António de Oliveira Salazar, professeur d’économie politique à la prestigieuse université de Coimbra, fait son apparition au gouvernement comme ministre des Finances. Ecartant les généraux du pouvoir, il devient président du Conseil des ministres. Il fonde l’Union nationale, parti unique dont le ferment se focalise sur l’identité portugaise et le nationalisme. La nouvelle Constitution de l’Estado Novo (Etat nouveau) instaure la dictature.
Salazar s’appuiera, durant les quarante-six ans de son triste règne, sur des tribunaux spéciaux jugeant des délits politiques. Partis, syndicats, grèves, sont interdits. Le pays s’isole de la scène internationale, diplomatiquement mais aussi économiquement. Des millions de Portugais fuient leur pays, chassés par la dictature ou forcés d’aller gagner leur vie ailleurs.
Au début des années 1960, les guerres coloniales africaines (Angola, Guinée-Bissau, Mozambique, Cap-Vert) et l’invasion de Goa par les Indiens affaiblissent encore le pays et annoncent la fin de l’empire colonial. A l’intérieur, la politique salazariste mise tout sur le tourisme – naissant en Algarve – et sur l’agriculture. Or ce secteur est progressivement relégué chez tous les voisins européens, qui voient davantage leur avenir dans l’industrie. Géré comme un grand domaine rural, le Portugal devient, en quarante ans, un pays arriéré. Après la mort de Salazar, le régime qu’il avait instauré ne dura que quelques années, sous la conduite de son successeur, Marcelo Caetano.

Révolution des Œillets et décolonisation

Le 25 avril 1974, une insurrection militaire à Lisbonne met fin à la dictature. Les généraux rebelles, œillets rouges à la boutonnière, prennent la capitale et libèrent le peuple du joug de l’Etat. Les libertés civiles sont restaurées et les prisonniers politiques libérés. Le lourd dossier de la décolonisation est enfin ouvert, déclenchant une vague de retornados, descendants des colons d’Afrique qui débarquent en métropole. Au même moment, le Timor-Oriental est envahi par les troupes indonésiennes.
La démocratie enfin instaurée, le Portugal se remet péniblement, dans le dernier quart du XXe siècle, des écueils d’une politique surannée. Les efforts économiques, couronnés de succès, entrepris par ce peuple au volontarisme hors du commun, l’adhésion à la Communauté européenne et, tout récemment, à la zone monétaire euro, font renaître le Portugal sur la scène diplomatique internationale, l’obligeant pour la première fois de son histoire à se tourner vers le continent.
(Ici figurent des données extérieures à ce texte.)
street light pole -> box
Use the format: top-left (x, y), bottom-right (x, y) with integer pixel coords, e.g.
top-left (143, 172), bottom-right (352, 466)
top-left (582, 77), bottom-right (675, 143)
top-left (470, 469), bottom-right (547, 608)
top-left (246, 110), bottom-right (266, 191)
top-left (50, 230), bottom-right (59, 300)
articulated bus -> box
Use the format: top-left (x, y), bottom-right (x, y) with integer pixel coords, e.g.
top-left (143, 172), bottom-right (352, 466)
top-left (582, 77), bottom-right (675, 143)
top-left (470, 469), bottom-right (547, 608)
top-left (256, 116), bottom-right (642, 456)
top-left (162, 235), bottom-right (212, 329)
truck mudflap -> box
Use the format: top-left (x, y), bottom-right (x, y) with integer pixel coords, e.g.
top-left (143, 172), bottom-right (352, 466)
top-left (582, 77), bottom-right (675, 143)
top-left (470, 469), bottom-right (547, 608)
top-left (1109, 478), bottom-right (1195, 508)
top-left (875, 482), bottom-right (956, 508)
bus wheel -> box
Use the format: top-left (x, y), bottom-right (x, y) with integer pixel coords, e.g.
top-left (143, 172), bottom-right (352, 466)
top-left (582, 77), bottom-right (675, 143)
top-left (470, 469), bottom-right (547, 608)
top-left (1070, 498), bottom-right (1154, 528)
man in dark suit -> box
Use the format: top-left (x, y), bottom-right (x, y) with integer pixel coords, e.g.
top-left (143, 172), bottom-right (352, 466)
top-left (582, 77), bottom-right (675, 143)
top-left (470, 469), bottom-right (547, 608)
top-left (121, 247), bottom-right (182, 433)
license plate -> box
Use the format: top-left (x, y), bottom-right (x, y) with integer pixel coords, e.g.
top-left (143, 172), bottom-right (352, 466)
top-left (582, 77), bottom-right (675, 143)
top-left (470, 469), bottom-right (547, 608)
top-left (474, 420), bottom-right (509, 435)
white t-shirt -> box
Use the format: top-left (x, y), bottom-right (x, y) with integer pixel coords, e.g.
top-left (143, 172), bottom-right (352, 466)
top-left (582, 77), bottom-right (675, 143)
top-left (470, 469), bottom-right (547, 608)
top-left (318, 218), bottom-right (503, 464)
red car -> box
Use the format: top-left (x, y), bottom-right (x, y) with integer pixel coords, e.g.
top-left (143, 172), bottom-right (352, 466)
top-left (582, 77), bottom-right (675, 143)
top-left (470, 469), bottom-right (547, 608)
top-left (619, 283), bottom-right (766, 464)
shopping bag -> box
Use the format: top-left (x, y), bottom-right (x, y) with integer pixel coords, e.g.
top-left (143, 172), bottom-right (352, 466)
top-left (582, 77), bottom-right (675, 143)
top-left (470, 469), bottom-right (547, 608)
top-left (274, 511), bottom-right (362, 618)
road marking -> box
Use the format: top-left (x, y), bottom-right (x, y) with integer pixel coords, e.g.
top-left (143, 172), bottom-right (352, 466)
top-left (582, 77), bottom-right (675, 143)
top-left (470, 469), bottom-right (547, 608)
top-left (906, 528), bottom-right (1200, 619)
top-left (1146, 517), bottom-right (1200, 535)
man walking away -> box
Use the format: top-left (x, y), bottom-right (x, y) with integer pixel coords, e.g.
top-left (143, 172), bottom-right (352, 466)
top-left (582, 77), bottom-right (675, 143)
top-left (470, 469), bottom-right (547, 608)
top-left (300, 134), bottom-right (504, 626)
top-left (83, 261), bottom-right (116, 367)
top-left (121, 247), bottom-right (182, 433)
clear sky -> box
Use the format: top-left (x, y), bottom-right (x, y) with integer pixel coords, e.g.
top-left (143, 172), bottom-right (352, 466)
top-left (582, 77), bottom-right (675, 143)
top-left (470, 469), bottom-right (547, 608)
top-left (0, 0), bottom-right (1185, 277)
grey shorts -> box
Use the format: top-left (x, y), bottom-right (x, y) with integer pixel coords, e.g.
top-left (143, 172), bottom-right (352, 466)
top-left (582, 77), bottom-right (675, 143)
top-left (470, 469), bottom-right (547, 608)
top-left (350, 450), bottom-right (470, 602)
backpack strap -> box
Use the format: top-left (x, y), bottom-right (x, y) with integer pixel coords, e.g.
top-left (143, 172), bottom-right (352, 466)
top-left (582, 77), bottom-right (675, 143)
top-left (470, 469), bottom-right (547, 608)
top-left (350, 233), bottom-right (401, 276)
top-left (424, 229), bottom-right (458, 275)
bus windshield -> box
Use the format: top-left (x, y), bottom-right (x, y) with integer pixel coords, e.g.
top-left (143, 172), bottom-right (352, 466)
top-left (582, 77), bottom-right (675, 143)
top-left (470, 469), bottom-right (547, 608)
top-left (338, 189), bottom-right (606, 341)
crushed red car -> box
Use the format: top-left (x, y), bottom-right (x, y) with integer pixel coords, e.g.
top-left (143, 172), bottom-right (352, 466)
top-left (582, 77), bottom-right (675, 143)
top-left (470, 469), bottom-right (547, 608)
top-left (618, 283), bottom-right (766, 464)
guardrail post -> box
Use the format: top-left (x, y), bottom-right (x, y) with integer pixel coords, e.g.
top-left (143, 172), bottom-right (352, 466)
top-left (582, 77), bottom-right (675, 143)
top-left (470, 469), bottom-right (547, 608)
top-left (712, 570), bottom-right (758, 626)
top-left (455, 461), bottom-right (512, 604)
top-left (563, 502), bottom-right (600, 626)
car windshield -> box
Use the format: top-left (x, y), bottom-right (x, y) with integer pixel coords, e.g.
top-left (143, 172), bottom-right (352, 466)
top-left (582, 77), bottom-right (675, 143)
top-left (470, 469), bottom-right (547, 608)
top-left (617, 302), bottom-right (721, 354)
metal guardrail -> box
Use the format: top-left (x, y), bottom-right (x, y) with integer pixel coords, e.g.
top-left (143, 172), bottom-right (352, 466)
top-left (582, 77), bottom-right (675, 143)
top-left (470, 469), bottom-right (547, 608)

Macao, dernier bastion portugais d’Asie, est restitué à la Chine en décembre 1999.

Le Timor dans la tourmente

Rendu public assez récemment, à la suite d’exactions commises par l’armée indonésienne sur la population, le conflit du Timor est longtemps resté la dernière épine du Portugal colonial. L’île, annexée par l’Indonésie en 1975, est coupée en deux, la partie orientale revendiquant son indépendance. A l’issue de violents combats et sous la pression du Portugal, l’ONU est chargée d’administrer le territoire. Finalement, l’indépendance sera accordée au territoire du Timor oriental. Les premières élections libres ont lieu en 2001 afin de créer une assemblée constituante. En 2002, l’ancien chef rebelle, Xanana Gusmão, devient le premier chef d’Etat de Timor-Lorosae.